Extracting 2 social network graphs from the Democratic National Committee Email Corpus on Wikileaks – Data Science, Data Analytics and Machine Learning Consulting in Koblenz Germany

tl,dr verion: Source code at github!
A couple of days ago a data set was released on Wikileaks consisting of about 23 thousand emails sent within the Democratic National Committee that would demonstrate how the DNC was actively trying to prevent Bernie Sanders from being the democratic candidate for the General public election. I am interested in who are the people with a lot of influence so I decided to have a closer look at the data.
Yesterday I crawled the dataset and processed it. I extracted two graphs in the Konect format. Since I am not sure if I am legally allowed to publish the processed data sets I will only link to the source code so you can generate the data sets yourself, if you don’t know how to run the code but need the information drop me a mail. I Also hope that Jérôme Kunegis will do an analysis of the networks and include them to Konect.

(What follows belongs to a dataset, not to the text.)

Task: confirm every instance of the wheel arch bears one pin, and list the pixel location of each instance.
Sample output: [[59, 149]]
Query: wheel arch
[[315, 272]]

First we have the temporal graph

This graph consists of 39338 edges. There is a directed edge for each email sent from one person to another person and a timestamp when this has happened. If a person puts n recipients in CC there will be n edges added to the graph.
rpickhardt$ wc -l temporalGraph.tsv 39338 temporalGraph.tsv rpickhardt$ head -5 temporalGraph.tsv GardeM@dnc.org DavisM@dnc.org 1 17 May 2016 19:51:22 ShapiroA@dnc.org KaplanJ@dnc.org 1 4 May 2016 06:58:23 JacquelynLopez@perkinscoie.com EMail-Vetting_D@dnc.org 1 13 May 2016 21:27:16 JacquelynLopez@perkinscoie.com LykinsT@dnc.org 1 13 May 2016 21:27:16 JacquelynLopez@perkinscoie.com ReifE@dnc.org 1 13 May 2016 21:27:16
clearly the format is: sender TAB receiver TAB 1 TAB date
The data is currently not sorted by the fourth column but this can easily be done. Clearly an email network is directed and can have multi edges.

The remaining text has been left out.